10 April 2012
My Relationship with The Crate and Barrel Outlet
If I go to the Crate and Barrel Outlet in Maine and the cashier handling my purchases looks at the lime green pouf I'm buying and says
"I don't think this matches the other greens in your house........."
.........does that mean I go the Crate and Barrel Outlet too much? Hmmm.
I've clearly formed a relationship with these people. And they apparently have my back; they really care about my family room. How great is that? So I put the lime green pouf back on the shelf.
On my very first visit to the CBO, after moving into my big, empty house, I met Susan. Susan sniffed me out immediately. There was something about her face that stood out from the rest of the employees; her expression was more relaxed, almost smiling but not quite. Just softer. Not as irritated.
"Where are your from?" she asked. So there was something different about me, too.
"I'm from Minnesota. I just moved here."
"I knew it!" she said. "I'm from Bemidji!"
We always find each other, don't we? Susan is so nice and so excited to meet me, as Minnesotans are always excited to meet each other. When I lived in the suburbs of Chicago, I would run into other Chicagoland people around the world and they were never very interested to meet me.
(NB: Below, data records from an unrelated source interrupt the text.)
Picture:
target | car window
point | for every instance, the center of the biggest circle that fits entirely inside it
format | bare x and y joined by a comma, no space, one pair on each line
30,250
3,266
Which always made me feel foolish in the bathroom of the Scottsdale Cheesecake Factory or wherever it was that I ran into my zip code-mate. ( "I'm sorry, I just overhead you say that you're from Glen Ellyn? I live in Wheaton! We live just minutes away from each other! Hey! Where are you going?" )
Right away, Susan gets a concerned look on her face and says, "How's it going?" As a fellow transplant, she must have been through this before. And here she is today living a perfectly happy life at the CBO. "Don't worry," she says. "It's going to get better." She says this even though I give my standard diplomatic reply, saying how I'm really looking forward to getting to know New England. I never say that it's going badly. That would be rude. And whiny.
"You're going to like it. Eventually. It takes some getting used to but then you'll like it. Except the Massholes. You never get used to them." (Her words! Not mine! I swear!)
Since that time, the CBO has been an important piece of my transition into this new place. When we moved into our big, formal, colonial style house, all the furniture from our smallish Minneapolis semi-bungalow looked ridiculous. Like the house was mocking us. Filling this house with furniture it approved of was tough. And we duked it out, the house and I, several times...........trying to find a style we could both agree upon. And the CBO was like our mediator.
I could go to the CBO feeling low - what had I gotten myself into? And the CBO would say "Try this. It's clean and it's modern but the natural wood gives it a traditional vibe. And the scale is perfect for your big house."
So I'd go home with my new dining table or sofa or end table, all dirt cheap, and the house and I would be friends again.
"See? It's gonna be ok. Little by little. Piece by piece. It just takes time," seemed to be the CBO's message.
I've taken friends to the CBO and they're always impressed when I'm greeted with a little extra familiarity than the rest. How much furniture can one person buy? Well..........a lot, actually. And it helps if you're from Minnesota so that all the transplanted employees have someone to talk to. The other day, it was Chad. Susan sees us chatting and shouts out "He's from the Midwest, too!" We have a little party for a minute. "Ooh! Where? That's so great!" And then he digs in extra hard to find a suitable end table for me, even searching databases of stores around the country, because he just can't let me go home with the one I have in my hand. We can do better than that, girlfriend!
And now, the CBO factors into my transition again as I stage my house for the people who will come through its doors, fall madly in love with it, and then want to buy it so that we can move once again. Making it look perfect. Making it look like a home. A home for someone else but still a home; a place that shelters us and our children and our dogs and makes us feel snug and secure and protected and well-fed.
Thank you CBO. Thanks to you and Susan and Chad and the cashier who was worried about my lime green pouf not matching the other greens in my house. I feel like we've created something really important here. Let's all cross our fingers and wish together for a quick sale.